Therapeutic Nanocarriers with Hydrogen Peroxide-Triggered Drug Release for Cancer Treatment

Abstract

Chemotherapy is an important modality in cancer treatment. The major challenge of recent works in this research field is to develop new types of smart nanocarriers that can respond selectively to cancer cell-specific conditions and realize rapid drug release in target cells. In the present study, a reactive oxygen species-responsive nanocarrier has been successfully self-assembled from an amphiphilic hyperbranched polymer consisting of alternative hydrophobic selenide groups and hydrophilic phosphate segments in the dendritic backbone.

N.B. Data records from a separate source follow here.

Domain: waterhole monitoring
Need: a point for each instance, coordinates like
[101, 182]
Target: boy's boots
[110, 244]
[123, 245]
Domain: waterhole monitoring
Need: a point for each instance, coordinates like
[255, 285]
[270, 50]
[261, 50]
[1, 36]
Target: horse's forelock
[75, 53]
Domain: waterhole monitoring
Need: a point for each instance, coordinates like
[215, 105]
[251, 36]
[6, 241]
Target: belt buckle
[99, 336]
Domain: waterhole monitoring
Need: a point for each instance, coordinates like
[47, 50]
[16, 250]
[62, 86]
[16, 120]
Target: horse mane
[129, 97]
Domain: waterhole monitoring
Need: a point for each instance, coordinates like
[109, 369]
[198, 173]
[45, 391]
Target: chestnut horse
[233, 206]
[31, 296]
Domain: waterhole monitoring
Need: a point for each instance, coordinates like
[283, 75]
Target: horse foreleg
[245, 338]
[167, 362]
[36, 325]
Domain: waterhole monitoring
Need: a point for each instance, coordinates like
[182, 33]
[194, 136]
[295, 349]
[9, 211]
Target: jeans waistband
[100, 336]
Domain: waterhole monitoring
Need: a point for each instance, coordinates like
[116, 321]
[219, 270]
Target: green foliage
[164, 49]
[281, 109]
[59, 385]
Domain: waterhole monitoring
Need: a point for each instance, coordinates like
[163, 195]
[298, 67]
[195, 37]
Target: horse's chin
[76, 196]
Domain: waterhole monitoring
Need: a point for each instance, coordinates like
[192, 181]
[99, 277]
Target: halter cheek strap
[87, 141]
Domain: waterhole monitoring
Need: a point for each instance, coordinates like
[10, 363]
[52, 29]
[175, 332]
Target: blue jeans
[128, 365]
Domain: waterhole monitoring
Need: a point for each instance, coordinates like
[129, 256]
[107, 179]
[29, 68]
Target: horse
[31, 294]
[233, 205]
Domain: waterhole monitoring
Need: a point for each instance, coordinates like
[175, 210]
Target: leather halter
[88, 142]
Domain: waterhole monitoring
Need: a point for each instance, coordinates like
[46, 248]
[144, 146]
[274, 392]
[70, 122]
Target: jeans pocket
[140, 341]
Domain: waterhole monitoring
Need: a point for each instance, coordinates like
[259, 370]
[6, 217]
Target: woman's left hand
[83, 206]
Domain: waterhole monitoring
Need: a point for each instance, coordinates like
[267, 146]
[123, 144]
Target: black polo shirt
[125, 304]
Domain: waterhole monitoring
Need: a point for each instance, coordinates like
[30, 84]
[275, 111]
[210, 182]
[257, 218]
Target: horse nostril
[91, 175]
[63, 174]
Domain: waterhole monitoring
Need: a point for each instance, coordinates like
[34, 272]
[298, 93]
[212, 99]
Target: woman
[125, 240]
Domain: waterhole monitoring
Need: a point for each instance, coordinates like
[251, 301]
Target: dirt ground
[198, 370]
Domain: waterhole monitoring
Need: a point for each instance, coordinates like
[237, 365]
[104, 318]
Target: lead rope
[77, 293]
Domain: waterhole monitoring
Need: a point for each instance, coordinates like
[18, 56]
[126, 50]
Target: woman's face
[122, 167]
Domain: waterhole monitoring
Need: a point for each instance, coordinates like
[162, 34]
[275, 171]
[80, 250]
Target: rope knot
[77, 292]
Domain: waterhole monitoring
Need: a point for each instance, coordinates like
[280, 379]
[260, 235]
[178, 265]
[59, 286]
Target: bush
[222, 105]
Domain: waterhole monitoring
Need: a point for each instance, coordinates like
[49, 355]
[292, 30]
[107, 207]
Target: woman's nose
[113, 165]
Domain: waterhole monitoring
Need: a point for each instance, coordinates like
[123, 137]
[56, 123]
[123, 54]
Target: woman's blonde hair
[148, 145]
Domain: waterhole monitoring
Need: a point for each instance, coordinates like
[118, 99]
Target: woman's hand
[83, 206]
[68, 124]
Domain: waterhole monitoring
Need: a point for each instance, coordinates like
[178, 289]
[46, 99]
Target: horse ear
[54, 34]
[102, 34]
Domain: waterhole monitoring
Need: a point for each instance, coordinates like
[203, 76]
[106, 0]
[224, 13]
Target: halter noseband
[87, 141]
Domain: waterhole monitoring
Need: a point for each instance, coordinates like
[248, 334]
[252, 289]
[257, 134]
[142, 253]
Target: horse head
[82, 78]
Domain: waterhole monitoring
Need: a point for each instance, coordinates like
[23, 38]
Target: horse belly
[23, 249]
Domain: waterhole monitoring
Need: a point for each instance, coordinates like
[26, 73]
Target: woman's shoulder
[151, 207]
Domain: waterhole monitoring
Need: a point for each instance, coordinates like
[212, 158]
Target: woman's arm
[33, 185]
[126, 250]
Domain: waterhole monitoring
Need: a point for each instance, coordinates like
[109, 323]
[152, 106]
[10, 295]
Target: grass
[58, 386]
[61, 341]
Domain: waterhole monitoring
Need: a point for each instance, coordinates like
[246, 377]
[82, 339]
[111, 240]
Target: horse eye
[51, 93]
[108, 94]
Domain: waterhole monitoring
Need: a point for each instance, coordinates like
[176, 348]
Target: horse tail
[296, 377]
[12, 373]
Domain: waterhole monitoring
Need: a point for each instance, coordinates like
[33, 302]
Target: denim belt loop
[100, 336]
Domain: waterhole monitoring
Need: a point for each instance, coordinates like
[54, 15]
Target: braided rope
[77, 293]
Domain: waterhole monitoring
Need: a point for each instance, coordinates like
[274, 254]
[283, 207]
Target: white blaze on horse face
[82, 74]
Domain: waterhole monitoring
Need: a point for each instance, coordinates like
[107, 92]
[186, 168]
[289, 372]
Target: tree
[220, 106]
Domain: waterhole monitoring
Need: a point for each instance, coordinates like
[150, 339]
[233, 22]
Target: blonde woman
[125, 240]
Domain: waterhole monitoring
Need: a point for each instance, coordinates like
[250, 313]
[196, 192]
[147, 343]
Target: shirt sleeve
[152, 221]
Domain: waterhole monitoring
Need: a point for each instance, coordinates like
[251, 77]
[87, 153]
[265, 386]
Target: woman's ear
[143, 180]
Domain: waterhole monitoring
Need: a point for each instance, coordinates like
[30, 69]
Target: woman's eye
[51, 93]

Because the hydrophobic selenide groups transformed into the hydrophilic selenone groups after oxidation under the exclusive oxidative microenvironment within cancer cells, the amphiphilic hyperbranched precursors become hydrophilic ones. As a result, the nanocarriers were rapidly disassembled in target cells, resulting in fast intracellular drug release. The hydrophilic products of oxidation can be degraded into harmless small molecular species via the enzymatic digestion of the phosphate segments and then eliminated by renal excretion. Meanwhile, the reactive selenium-containing nanocarrier possesses a potent intrinsic anticancer effect since selenium compounds can produce antitumor metabolites which induce apoptosis of cancer cells efficiently. Therefore, this type of therapeutic nanocarriers with a unique drug release mechanism based on an amphiphilic-to-hydrophilic transition provides a new platform for targeted drug delivery and combined therapy.